Saint John with the Danes

The feast of St John the Baptist is celebrated on the 24th of June. However, in Denmark, it is the evening before, the 23rd, that is the most important. This is the time that they celebrate their midsummer, or Sankt Hans. The celebration seems to be quite a big deal to Danes, so yesterday Michael and I cycled (yes cycled!) over to the Danish YMCA to take part in the celebrations.

On arrival, uppermost on our things to do was of course food. We went over to the barbeque section where we had frikadeller, with potato salad and ‘normal’ salad. I must admit that ‘normal’ does not do it justice though! I am not the biggest fan of salads, but I really liked the one offered there.

Picnicking on Sankt Hans

We settled down to eat close to the bonfire that had been set up and relaxed a bit in the area. I must admit that I always find it surprising that whenever we’ve been to any Danish event practically no one talks to you.
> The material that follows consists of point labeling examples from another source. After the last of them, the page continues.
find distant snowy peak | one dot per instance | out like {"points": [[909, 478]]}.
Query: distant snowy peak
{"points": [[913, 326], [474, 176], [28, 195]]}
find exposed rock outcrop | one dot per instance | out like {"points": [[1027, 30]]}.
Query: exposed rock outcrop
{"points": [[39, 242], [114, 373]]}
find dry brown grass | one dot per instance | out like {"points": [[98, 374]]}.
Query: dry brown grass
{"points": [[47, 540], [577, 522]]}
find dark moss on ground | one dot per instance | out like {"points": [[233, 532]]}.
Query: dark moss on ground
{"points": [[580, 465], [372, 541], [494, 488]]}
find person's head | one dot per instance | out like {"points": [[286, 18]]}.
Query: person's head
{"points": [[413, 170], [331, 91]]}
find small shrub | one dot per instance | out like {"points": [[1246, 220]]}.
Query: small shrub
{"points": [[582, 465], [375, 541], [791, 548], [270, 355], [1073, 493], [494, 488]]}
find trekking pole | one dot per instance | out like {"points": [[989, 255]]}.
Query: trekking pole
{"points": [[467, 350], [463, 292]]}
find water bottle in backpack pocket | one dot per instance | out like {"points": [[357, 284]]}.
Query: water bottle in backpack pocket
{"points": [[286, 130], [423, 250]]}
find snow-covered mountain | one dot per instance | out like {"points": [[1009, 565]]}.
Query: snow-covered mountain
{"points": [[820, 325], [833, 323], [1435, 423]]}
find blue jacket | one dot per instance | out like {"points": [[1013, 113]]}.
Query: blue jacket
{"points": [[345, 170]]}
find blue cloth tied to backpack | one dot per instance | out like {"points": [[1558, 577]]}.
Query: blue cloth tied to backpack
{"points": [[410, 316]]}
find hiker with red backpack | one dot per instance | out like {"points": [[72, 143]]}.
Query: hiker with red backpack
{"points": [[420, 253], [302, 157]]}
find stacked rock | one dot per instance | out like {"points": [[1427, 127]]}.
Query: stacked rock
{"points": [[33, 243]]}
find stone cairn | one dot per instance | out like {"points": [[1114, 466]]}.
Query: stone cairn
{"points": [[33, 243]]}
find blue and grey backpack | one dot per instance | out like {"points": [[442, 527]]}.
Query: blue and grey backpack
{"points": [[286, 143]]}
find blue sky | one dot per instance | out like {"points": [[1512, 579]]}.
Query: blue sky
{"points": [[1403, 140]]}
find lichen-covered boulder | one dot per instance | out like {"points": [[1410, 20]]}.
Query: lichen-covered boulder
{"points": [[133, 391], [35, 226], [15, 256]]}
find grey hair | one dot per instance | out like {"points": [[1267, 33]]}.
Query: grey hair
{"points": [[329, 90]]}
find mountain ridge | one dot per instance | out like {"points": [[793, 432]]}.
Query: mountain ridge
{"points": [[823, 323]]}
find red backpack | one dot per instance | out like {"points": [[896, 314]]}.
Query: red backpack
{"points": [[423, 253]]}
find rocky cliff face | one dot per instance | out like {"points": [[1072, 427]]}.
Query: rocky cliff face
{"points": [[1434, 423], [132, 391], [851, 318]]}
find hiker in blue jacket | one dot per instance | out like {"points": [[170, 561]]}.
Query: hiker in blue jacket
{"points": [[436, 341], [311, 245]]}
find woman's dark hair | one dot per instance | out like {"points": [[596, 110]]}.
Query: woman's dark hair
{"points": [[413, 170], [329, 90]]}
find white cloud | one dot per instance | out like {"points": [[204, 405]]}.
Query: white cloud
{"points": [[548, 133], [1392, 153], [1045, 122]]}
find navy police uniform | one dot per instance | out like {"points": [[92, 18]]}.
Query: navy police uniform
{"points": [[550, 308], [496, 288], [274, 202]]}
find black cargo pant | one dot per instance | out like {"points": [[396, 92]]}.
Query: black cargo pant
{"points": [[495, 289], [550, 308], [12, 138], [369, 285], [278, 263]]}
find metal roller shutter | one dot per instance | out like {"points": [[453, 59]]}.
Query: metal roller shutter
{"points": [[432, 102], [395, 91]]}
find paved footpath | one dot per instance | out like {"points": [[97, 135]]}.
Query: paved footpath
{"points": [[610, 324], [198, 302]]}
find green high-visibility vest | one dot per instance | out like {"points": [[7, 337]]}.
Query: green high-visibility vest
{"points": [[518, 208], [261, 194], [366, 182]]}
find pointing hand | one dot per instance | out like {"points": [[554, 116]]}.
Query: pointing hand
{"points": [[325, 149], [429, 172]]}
Even if you start a conversation, they say what they have to say and then go off. I find this strange as I would normally expect people to take an interest in the new people around. However, as Michael suggested, it could be that we have always been to the ‘big events’, so that there are so many people, including new people, that everyone sticks to their own group. In this case I didn’t mind it as much as it meant that Michael and I could sit and relax and chat about some projects without any rush.

The real proceedings however started as the sun was close to setting. First up was an opera singer singing from a first floor window. I found this a bit weird  – not least for health and safety reasons…do they allow anything like this in H&S focussed UK?? I am pleased to inform you that the singer and her musicians survived wholly ;).

Singing in the Window

Next up was a speech…the traditional Sankt Has speech. The speech was given by a Danish priest who was in London for five years. Apparently she spoke about life after London…but I couldn’t understand anything as it was…of course…in Danish.

It was then the big moment…the lighting of the bonfire! The bonfire was built on a rocky bit in the middle of the garden, and had a witch placed on top – a tradition which started in the beginning of the 20th century. The whole thing really caught fire quickly, and after having been shivering a bit, and soon got warm…very warm…too warm? We then sung Midsummer song, or Midsommervise, before cycling back home.

The Bonfire

An enjoyable evening…even if I might not want to repeat it too often…unfortunately I don’t understand Danish!